Guro Mehmet Çavuş anıtını da ziyaret eder; tek bacağı üstünde saygı duruşunda bulunan General etrafındakilere dönerek şunları söyler: "Bir sabah Türklerle süngü savaşına başlamıştık. Çarpışma akşam geç vakte kadar devam etti. Ortalık kararınca Türklerle anlaşma yapmak mecburiyetinde kaldık. Çok sayıda ölü ve yaralı dar bir alana yığılıp kalmıştı. Bizim askerler sedyelerle harp sahasına çıktıkları zaman, ben de aralarına katılmıştım. Gözümün takıldığı bir manzara ile aniden irkildim. Bu muhteşem tablodaki Türk askeri kendi yaralarına yerden aldığı toprakları bastırıyor, kucağındaki yaralı asker için ise gömleğini yırtıp onun yarasını sarmaya uğraşıyordu.
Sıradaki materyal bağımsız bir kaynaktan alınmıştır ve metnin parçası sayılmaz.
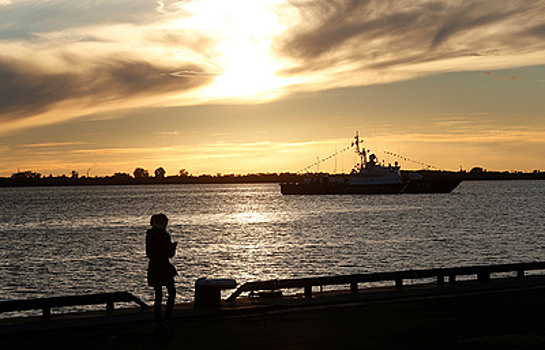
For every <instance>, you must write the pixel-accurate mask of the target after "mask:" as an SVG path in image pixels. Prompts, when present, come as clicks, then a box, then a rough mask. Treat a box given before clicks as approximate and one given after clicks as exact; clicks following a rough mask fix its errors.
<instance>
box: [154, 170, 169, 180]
mask: <svg viewBox="0 0 545 350" xmlns="http://www.w3.org/2000/svg"><path fill="white" fill-rule="evenodd" d="M166 173H167V172H166V170H165V169H164V168H163V167H159V168H157V169H155V177H157V178H160V179H164V178H165V174H166Z"/></svg>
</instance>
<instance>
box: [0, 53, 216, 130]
mask: <svg viewBox="0 0 545 350" xmlns="http://www.w3.org/2000/svg"><path fill="white" fill-rule="evenodd" d="M74 62H75V63H74ZM64 66H65V69H63V70H62V71H58V70H54V69H48V68H47V67H44V66H39V65H38V64H36V65H29V64H28V62H16V61H14V60H9V59H0V81H2V84H1V85H0V122H6V121H12V120H15V119H24V118H28V117H34V116H36V115H39V114H40V113H44V112H47V111H48V110H50V109H53V108H59V106H61V105H62V104H63V103H69V102H70V103H78V104H79V105H80V106H81V107H82V110H84V109H85V107H88V108H91V107H93V108H96V107H97V106H100V105H101V104H111V103H113V102H116V101H117V102H118V103H122V102H123V101H124V100H125V101H126V100H132V99H138V98H143V97H146V96H161V95H164V94H168V93H173V92H182V91H186V90H189V89H193V88H195V87H198V86H201V85H203V84H206V83H207V79H208V78H207V77H206V76H204V75H199V74H198V73H199V69H200V68H199V67H197V66H194V65H191V64H187V65H186V66H185V67H183V66H179V67H167V66H164V65H161V64H154V63H153V62H149V61H145V60H139V59H133V58H127V57H106V58H102V59H98V60H91V61H89V60H86V59H85V58H82V59H79V58H77V57H71V59H66V60H64ZM71 66H72V67H71ZM66 67H69V68H66ZM181 70H183V71H191V72H195V73H194V74H193V75H175V76H174V75H173V74H171V72H178V71H181Z"/></svg>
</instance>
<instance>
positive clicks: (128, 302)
mask: <svg viewBox="0 0 545 350" xmlns="http://www.w3.org/2000/svg"><path fill="white" fill-rule="evenodd" d="M118 302H127V303H129V302H134V303H136V304H138V305H140V307H141V308H142V309H149V308H150V306H148V305H147V304H146V303H144V302H143V301H142V300H140V299H139V298H138V297H136V296H134V295H132V294H131V293H129V292H115V293H99V294H88V295H72V296H62V297H52V298H37V299H27V300H11V301H2V302H0V313H2V312H11V311H23V310H40V309H41V310H42V316H43V317H44V318H49V317H51V308H54V307H65V306H76V305H78V306H79V305H96V304H106V311H107V312H113V311H114V303H118Z"/></svg>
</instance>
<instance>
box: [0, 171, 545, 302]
mask: <svg viewBox="0 0 545 350" xmlns="http://www.w3.org/2000/svg"><path fill="white" fill-rule="evenodd" d="M544 194H545V182H540V181H536V182H532V181H513V182H469V183H462V184H461V185H460V186H459V187H458V188H457V189H456V190H455V191H454V192H453V193H451V194H448V195H441V194H436V195H397V196H282V195H281V194H280V191H279V189H278V185H276V184H265V185H190V186H141V187H138V186H126V187H77V188H71V187H65V188H10V189H5V188H4V189H0V200H2V201H3V203H4V206H3V211H1V212H0V238H1V243H0V244H1V245H2V246H1V247H0V248H1V249H0V267H1V268H0V281H1V282H0V292H1V293H0V295H2V296H1V298H3V299H4V300H7V299H20V298H24V297H35V296H54V295H61V294H77V293H81V292H82V291H91V292H94V293H98V292H106V291H108V292H110V291H116V290H127V291H131V292H132V293H134V294H135V295H138V296H139V297H141V298H142V299H144V300H148V301H149V300H151V299H152V297H153V296H152V292H151V290H149V288H147V286H146V283H145V268H146V262H147V261H146V258H145V254H144V235H145V231H146V229H147V226H148V220H149V217H150V215H151V214H153V213H156V212H164V213H166V214H167V215H168V216H169V218H170V219H171V220H170V224H169V227H170V232H171V234H172V238H173V240H175V241H179V242H180V245H179V248H178V255H177V256H176V257H175V258H174V262H175V264H176V266H177V267H178V270H179V271H180V280H179V282H178V283H177V285H178V293H179V295H180V297H179V299H178V300H179V301H181V300H192V298H193V284H194V282H195V280H196V279H197V278H199V277H204V276H209V277H231V278H235V279H236V280H237V281H238V282H239V283H243V282H245V281H249V280H260V279H274V278H291V277H306V276H318V275H332V274H350V273H365V272H375V271H393V270H400V269H418V268H430V267H444V266H458V265H474V264H479V263H491V262H493V263H507V262H523V261H536V260H541V259H542V256H543V253H544V252H545V243H544V242H545V239H544V238H545V203H544V202H543V201H542V198H543V195H544Z"/></svg>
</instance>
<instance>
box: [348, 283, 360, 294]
mask: <svg viewBox="0 0 545 350" xmlns="http://www.w3.org/2000/svg"><path fill="white" fill-rule="evenodd" d="M350 291H351V292H352V293H357V292H358V282H350Z"/></svg>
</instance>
Efendiler; Bu kahramanın kucağındaki yaralı kimdi biliyor musunuz?

Sözlerinin burasında sakat generalin bağıran sesi kesilir, derin bir iç çekerek adeta fısıldar.

“Efendiler; Türk askerinin kucağındaki bir Fransız askeriydi...

Generalin sesiyle birlikte gücü tükenmiş yere çöküvermişti. Ağladı, ağladı...

Düşmanına bile böyle bir muameleyi yapabilen kahramanın kalbindeki inanca bugün ne kadar muhtacız değil mi...?

Mustafa Kemal Paşa’nın “Benimle beraber burada muharebe eden bütün askerler kesin olarak bilmelidir ki, bize verilen namus görevini eksiksiz yapmak için bir adım geriye gitmek yoktur. Uyku ve dinlenme aramanın, bu dinlenmeden yalnız bizim değil, bütün milletimizin sonsuza kadar mahrum kalmasına sebep olacağını hepinize hatırlatırım” inanıcını Türk askerlerine ve ruhlarına işlediği büyük bir kuvvet olan yüz binlerce şehit olan Türk askerleri Çanakkale’yi ve tarihi altın yaldızlarla yazmışlar büyük bir millet Türk’ün bağrından çıkıp gelmiştir.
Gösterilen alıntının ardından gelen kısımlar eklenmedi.